The Mareco was required, as the holding-on or privileged vessel under Art. 19, to keep her course and speed until Sadowski saw or should have seen that a collision was imminent. That is just what he did. Under those circumstances, the failure of the Mareco to keep a better lookout was a non-contributory fault. Griffin, op. cit., pp. 284-285, states:

“Cases where the vessel is not required to take action. Where a sailing vessel required to hold course and speed as against a steamer, or a steamer which is the holding-on vessel under the crossing rule, has actually performed her duty and navigated as she should have done if her navigator had had full knowledge of the situation, the fact that her lookout was defective has frequently been held a non-contributory fault.”

The leading case is The Fannie, 11 Wall. 238, at page 243, 20 L.Ed. 114, where the court said: “If the schooner held her course, it was all that the steamer had a right to require and, whether she had a proper lookout or not, it was her duty to do precisely what she did.” This rule has been applied by leading admiralty courts over the years. The Bermuda, D.C.S.D.N.Y., 17 F. 397; The Fannie Hayden, D.C.Me., 137 F. 280; The Norfolk, D.C.Md., 297 F. 251, modified on other grounds, Phillips v. Clyde S. S. Co., 4 Cir., 17 F.2d 250; The Piankatank, 4 Cir., 87 F.2d 806; Lind v. United States, 2 Cir., 156 F.2d 231; Pacific-Atlantic S. S. Co. v. United States, 4 Cir., 175 F.2d 632.

In The Bermuda, supra, a steamer struck the port quarter of a tug in the Hudson River, op converging courses. The tug did not see The Bermuda “approaching until she was close upon them.” 17 F. at page 398. Judge Addison Brown held that the tug as the holding-on, privileged vessel had the bounden duty to keep her course and speed until collision was imminent, and said, 17 F. at page 398:

“The tug was at the time in' charge of her captain, who acted as pilot, and there was no other lookout either forward or aft. No whistles from The Bermuda were heard; nor were those on board aware even that The Bermuda was approaching until she was-close upon them; and the captain, after seeing the Bermuda, had barely time to escape from the pilot-house, and went down with the vessel. There was plainly gross negligence on the tug in regard to keeping any proper lookout for other vessels; and upon this ground the tug must have been held jointly liable for the loss, were I not satisfied from the evidence that, there was nothing which. the tug-ought to have done, or could properly have done, to avoid the collision had a lookout been properly kept and the *874motions of the Bermuda promptly-reported. If the course of the Bermuda had been closely watched from the first, the tug would still have been bound to keep her course precisely as she did. She was bound to keep her course and not to change it, either to the right or to the left, whereby the measures which the Bermuda might take, and was bound to take, to avoid her might be thwarted. * * * ”

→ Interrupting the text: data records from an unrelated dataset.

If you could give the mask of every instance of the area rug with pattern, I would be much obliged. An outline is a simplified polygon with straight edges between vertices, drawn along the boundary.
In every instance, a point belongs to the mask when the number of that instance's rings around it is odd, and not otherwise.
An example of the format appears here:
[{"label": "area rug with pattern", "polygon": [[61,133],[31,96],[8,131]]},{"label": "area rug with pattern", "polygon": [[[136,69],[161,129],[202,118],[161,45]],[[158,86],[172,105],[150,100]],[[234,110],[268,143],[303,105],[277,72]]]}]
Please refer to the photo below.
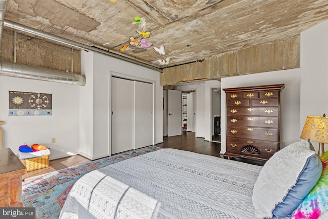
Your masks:
[{"label": "area rug with pattern", "polygon": [[107,165],[161,148],[149,146],[91,161],[41,176],[23,183],[22,199],[26,207],[35,207],[36,217],[58,218],[67,195],[75,182],[84,174]]}]

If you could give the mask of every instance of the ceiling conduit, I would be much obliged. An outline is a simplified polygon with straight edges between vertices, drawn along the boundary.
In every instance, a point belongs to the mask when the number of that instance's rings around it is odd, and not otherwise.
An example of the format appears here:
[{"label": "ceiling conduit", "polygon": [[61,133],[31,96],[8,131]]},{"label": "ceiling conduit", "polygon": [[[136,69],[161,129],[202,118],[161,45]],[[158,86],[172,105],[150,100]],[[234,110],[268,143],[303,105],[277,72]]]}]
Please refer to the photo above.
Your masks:
[{"label": "ceiling conduit", "polygon": [[0,0],[0,50],[1,50],[1,42],[3,32],[4,31],[4,21],[7,6],[9,0]]},{"label": "ceiling conduit", "polygon": [[72,47],[76,47],[86,51],[90,51],[92,52],[100,53],[103,55],[108,55],[113,58],[118,58],[120,60],[128,62],[131,63],[133,63],[138,65],[140,65],[146,68],[148,68],[160,73],[162,73],[163,70],[162,69],[157,68],[152,65],[148,64],[143,62],[140,60],[137,60],[136,59],[132,59],[128,57],[124,56],[121,55],[114,53],[114,52],[110,52],[102,49],[98,49],[97,48],[87,46],[79,43],[75,42],[69,39],[66,39],[65,38],[57,36],[50,33],[45,33],[44,32],[39,31],[38,30],[35,29],[34,28],[27,27],[26,26],[16,23],[10,21],[4,20],[4,25],[6,27],[10,27],[14,29],[14,30],[18,30],[25,33],[28,33],[31,34],[35,35],[36,36],[40,36],[43,38],[45,38],[48,39],[50,39],[53,41],[55,41],[58,43],[60,43],[63,44],[69,45]]},{"label": "ceiling conduit", "polygon": [[0,61],[0,76],[85,86],[86,76],[78,74]]}]

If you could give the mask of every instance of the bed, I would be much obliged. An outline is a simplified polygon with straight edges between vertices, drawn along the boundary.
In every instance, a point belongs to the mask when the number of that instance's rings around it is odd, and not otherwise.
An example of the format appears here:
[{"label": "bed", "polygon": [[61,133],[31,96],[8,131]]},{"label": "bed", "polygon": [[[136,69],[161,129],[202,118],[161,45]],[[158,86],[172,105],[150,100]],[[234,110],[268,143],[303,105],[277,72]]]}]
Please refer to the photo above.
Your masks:
[{"label": "bed", "polygon": [[59,218],[262,218],[254,189],[265,167],[162,149],[83,176]]}]

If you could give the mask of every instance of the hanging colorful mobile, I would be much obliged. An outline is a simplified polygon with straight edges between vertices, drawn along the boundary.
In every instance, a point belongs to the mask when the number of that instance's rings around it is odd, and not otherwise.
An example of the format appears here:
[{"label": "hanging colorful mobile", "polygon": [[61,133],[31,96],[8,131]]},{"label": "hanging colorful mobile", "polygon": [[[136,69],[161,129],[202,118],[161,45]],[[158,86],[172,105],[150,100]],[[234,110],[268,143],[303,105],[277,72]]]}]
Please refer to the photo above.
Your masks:
[{"label": "hanging colorful mobile", "polygon": [[151,43],[147,43],[146,42],[146,39],[145,38],[142,38],[139,44],[140,46],[142,46],[144,48],[148,48],[153,45],[153,44]]},{"label": "hanging colorful mobile", "polygon": [[157,47],[154,47],[154,49],[156,50],[160,55],[165,55],[165,48],[164,46],[161,45],[159,48]]},{"label": "hanging colorful mobile", "polygon": [[134,21],[132,22],[132,24],[138,24],[138,23],[140,23],[141,21],[141,18],[140,17],[136,16],[134,17]]},{"label": "hanging colorful mobile", "polygon": [[142,35],[144,38],[148,38],[150,36],[150,34],[151,34],[150,32],[136,31],[136,32],[139,33],[140,35]]},{"label": "hanging colorful mobile", "polygon": [[167,58],[163,59],[157,59],[156,61],[161,65],[168,65],[170,62],[170,58]]},{"label": "hanging colorful mobile", "polygon": [[139,42],[140,42],[140,39],[136,40],[132,36],[130,37],[130,45],[136,46],[139,45]]}]

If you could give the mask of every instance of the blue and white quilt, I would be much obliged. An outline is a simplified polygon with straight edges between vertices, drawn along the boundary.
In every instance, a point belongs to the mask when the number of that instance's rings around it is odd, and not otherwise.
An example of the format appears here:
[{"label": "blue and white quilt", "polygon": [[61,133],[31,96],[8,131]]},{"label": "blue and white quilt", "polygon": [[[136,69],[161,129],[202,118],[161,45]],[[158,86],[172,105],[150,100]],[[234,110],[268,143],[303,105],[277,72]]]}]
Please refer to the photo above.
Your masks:
[{"label": "blue and white quilt", "polygon": [[252,195],[261,168],[163,149],[83,176],[59,218],[254,219]]}]

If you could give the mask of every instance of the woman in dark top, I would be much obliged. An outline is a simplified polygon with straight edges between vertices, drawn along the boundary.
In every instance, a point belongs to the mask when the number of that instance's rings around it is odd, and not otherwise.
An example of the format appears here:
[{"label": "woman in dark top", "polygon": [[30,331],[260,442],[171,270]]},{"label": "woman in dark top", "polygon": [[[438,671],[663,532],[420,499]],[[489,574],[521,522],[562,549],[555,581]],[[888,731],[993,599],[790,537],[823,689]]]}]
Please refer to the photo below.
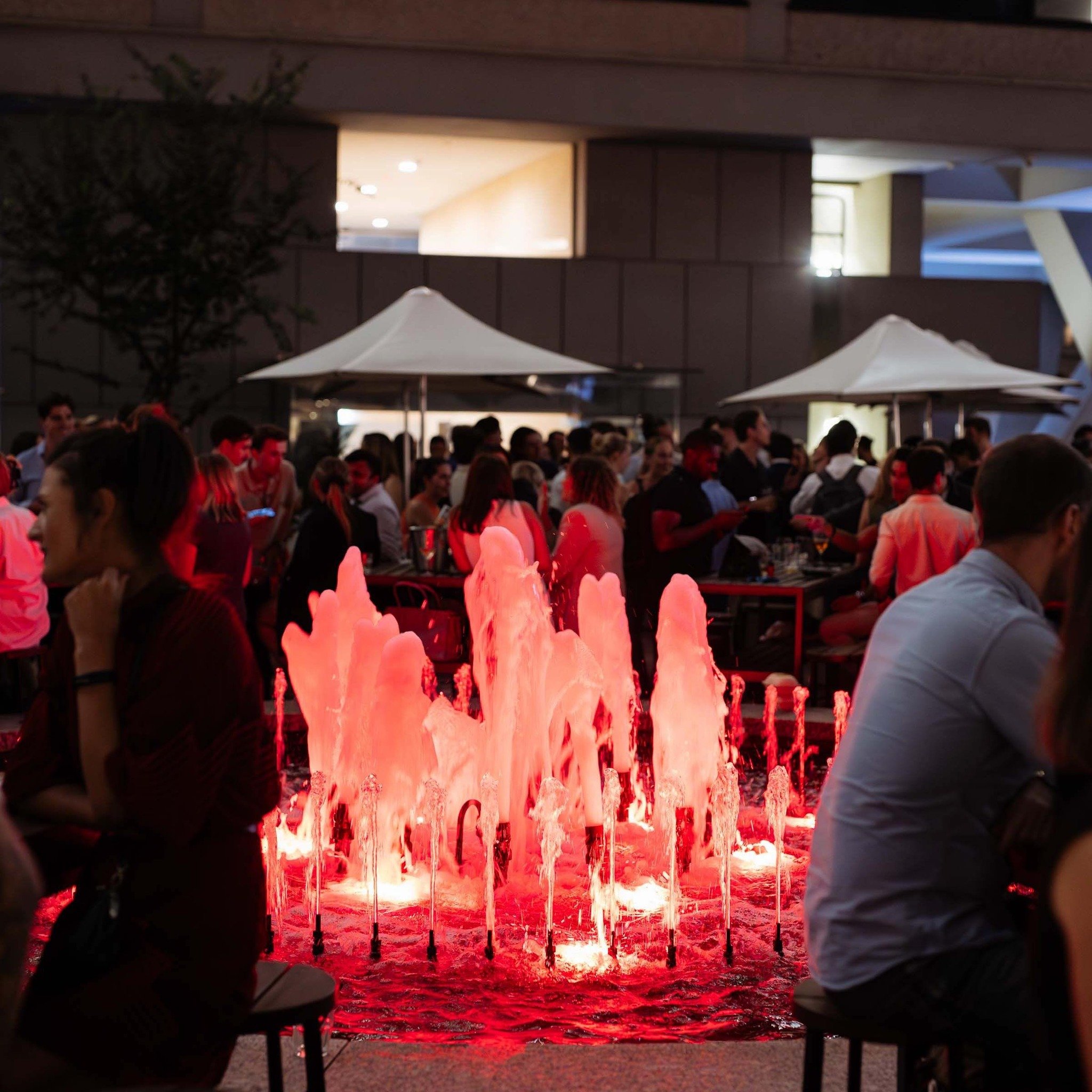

In The Norfolk, supra [297 F. 254], Judge Soper said:

“There is more in [her] claim that her lookout was ineffective. No reason was or could be given to explain the failure of her navigator to see the Cynthia sooner, or hear her signals when they were given. Such inattention justifies the charge. It cannot be said, however, that this neglect contributed to the accident. Had the Cynthia been seen and heard, the Norfolk would have been justified in declining to yield the right of way, and in proceeding upon her course.”

The rule applied in the cases cited produces a just result in this case. I hold that the Mareco is not chargeable with any negligence which contributed to the happening of the collision. Libellant is entitled to his full damages.